Red Hat is also rolling out its own version of PostgreSQL, which it calls Red Hat DB. Mike Evans, product manager for the group, says Red Hat will target the IT manager who wants "one neck to choke." Red Hat will try to build its business by offering all of the consistency, hand-holding and ease of use of a major brand, at a substantially reduced price. Evans promises that Red Hat will continue to release identical versions on its Web site for download.
"There will always be 30 per cent to 40 per cent that have the desire to get it themselves, and we're not going to stop them. We'll continue to include PostgreSQL in the Red Hat CDs." says Evans. "It really comes down to a shift to what our more business-oriented customers want: 'I don't have the time to cobble it together. You do it for me, and I'll pay you for it.' "Other companies are expanding their open-source offerings. For instance, NuSphere offers a bundle that combines the MySQL database, the PHP scripting language and the Apache Web server. One quick installation ensures that the three work reliably with one another.
"[Open-source software] is such a fast-moving train. We provide at least quarterly updates as part of our advantage product. We keep everyone updated. Some customers say, 'I can build it once myself, but I don't have time to keep up with all the changes.' Knowing that, they always have the very latest [updates] that work together in a supported configuration," says Brit Johnston, NuSphere's chief technical officer.

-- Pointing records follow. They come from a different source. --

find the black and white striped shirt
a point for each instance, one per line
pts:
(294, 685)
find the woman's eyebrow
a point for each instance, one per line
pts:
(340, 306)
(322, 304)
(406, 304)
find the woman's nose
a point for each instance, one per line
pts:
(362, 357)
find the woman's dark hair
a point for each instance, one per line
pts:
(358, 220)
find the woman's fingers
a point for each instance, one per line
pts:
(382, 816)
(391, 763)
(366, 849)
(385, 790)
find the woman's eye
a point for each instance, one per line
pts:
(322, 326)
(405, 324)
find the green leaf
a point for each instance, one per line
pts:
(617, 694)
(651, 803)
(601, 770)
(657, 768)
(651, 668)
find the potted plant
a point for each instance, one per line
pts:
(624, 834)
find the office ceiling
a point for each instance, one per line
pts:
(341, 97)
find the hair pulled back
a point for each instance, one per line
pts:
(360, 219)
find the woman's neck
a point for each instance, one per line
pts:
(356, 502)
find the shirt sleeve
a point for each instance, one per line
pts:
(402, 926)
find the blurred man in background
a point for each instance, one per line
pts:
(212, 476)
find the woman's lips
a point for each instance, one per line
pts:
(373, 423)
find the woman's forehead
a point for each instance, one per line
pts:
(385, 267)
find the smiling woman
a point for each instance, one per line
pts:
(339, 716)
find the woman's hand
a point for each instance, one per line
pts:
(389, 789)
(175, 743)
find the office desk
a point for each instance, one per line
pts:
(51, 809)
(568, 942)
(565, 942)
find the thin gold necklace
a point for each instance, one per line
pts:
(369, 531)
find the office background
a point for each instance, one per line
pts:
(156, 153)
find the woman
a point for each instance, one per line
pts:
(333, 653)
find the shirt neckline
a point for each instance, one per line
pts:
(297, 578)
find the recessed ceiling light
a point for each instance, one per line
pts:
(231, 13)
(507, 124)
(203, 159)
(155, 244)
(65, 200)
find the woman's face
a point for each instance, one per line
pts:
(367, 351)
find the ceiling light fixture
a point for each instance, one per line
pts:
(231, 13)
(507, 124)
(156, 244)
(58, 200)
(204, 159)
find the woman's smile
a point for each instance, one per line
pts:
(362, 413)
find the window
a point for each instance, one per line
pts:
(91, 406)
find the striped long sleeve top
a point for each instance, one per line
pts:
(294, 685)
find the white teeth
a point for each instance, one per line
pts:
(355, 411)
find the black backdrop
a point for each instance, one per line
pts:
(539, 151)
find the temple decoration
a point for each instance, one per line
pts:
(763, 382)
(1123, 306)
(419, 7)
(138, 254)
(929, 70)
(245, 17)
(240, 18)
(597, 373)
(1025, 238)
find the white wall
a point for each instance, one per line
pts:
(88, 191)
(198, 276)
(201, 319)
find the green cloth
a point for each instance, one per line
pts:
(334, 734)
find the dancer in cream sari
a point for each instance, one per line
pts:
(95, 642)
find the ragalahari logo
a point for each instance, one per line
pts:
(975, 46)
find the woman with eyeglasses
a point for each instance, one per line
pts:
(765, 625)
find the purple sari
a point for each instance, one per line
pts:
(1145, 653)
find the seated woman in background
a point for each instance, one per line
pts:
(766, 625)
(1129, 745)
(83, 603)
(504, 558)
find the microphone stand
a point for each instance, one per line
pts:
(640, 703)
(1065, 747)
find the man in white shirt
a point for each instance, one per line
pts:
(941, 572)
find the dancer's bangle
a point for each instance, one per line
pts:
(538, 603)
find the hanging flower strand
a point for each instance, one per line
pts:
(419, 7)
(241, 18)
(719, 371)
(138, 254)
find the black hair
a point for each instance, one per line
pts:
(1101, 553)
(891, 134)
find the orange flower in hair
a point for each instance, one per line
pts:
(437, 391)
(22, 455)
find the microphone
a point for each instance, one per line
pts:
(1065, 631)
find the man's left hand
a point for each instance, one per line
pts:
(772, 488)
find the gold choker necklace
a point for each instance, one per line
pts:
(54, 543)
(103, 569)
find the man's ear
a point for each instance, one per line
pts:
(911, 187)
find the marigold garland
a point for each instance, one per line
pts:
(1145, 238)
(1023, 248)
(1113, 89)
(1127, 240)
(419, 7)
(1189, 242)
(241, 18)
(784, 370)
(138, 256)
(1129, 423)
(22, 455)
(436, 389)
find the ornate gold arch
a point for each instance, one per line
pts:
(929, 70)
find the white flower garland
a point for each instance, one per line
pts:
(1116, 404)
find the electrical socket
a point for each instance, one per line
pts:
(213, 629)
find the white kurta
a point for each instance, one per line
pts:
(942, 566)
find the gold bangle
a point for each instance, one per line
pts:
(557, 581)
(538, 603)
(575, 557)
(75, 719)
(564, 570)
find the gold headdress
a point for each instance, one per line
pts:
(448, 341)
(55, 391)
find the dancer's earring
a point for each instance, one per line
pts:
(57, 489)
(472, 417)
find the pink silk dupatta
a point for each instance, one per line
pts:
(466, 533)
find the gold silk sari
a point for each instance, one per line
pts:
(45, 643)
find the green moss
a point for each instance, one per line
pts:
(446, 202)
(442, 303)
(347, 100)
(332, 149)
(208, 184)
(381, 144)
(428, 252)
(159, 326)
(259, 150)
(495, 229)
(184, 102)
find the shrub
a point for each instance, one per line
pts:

Johnston's sales pitch aims at the assumption that low-cost software requires more expertise and more time. But many users say such assumptions aren't really fair today. Tools like MySQL and PostgreSQL are very polished and are becoming more so very quickly.
Calvin Dodge, a database developer at Linko Data Systems, says the advantages of slick, polished and professional databases are overstated for everything except small projects. Dodge argues and many other developers agree that the difference disappears once you need to start writing code. All databases, both proprietary and open source, require some time to learn their quirks, he says.
"Access has all sorts of wizards that help one make simple forms and tables but they don't work as well as the complexity increases," he says. "When you have lots of records, you need to go to code-based data retrieval, and in that case, there's no difference in the ease of development."